Behind closed doors, Indian officials were expected to express alarm over Taliban gains in Afghanistan and to press Blinken for more support in the border standoff with China.
US-India relations have historically been prickly but China's growing assertiveness has pushed them closer, particularly since deadly clashes last year on the disputed Indo-Chinese Himalayan frontier.
But according to Brahma Chellaney, strategic affairs expert at India's Centre for Policy Research, US backing has "slipped a notch" since Joe Biden took over from Donald Trump as president in January.
"India is locked in a military standoff with China but unlike top Trump administration officials who publicly condemned China's aggression and backed India, no one in Team Biden has so far lent open support to India," Chellaney told AFP.
Biden has further riled New Delhi with Washington's "rushed and poorly planned exit from Afghanistan", Chellaney added.
India is worried that a possible takeover by the Taliban, which it sees as backed by its arch-rival Pakistan, will turn the country into a base for militants to attack India.
India, a firm backer of the Afghan government with billions of dollars in development aid, recently evacuated 50 staff from its Kandahar consulate due to the worsening security situation.
Blinken told the news conference that despite withdrawing troops, the United States "remain very engaged" in support of the beleaguered Afghan government, providing security support and other assistance.

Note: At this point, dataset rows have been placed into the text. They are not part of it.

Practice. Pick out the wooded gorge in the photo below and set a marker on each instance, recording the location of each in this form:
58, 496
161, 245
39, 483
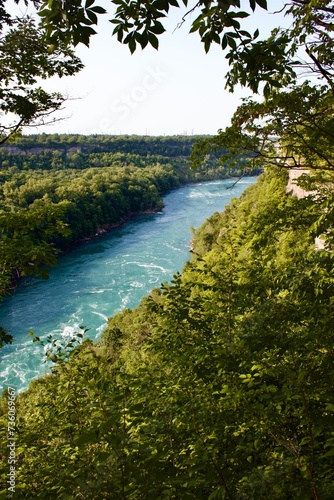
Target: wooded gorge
219, 385
53, 197
216, 386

"There has to be a peaceful resolution which requires the Taliban and the Afghan government to come to the table," Blinken added.
Afghanistan after a Taliban takeover would be a "pariah state," he said.
India is part of the Quad alliance with the United States, Japan and Australia, seen as a bulwark against China.
Blinken and Jaishankar sought to blunt Chinese criticism of the grouping, with Blinken saying it was not a "military alliance".
"Its purpose... is just to advance cooperation on regional challenges while reinforcing international rules and values that we believe together underpin peace, prosperity and stability in the region," Blinken said.
Jaishankar said that "people need to get over the idea that somehow other countries doing things is directed against them. I think countries do things (that) are in their interest for their good and for the good of the world, and that is exactly what is the case with the Quad."
The talks in a monsoon-soaked New Delhi were also set to cover joint efforts on making Covid-19 vaccines and climate change.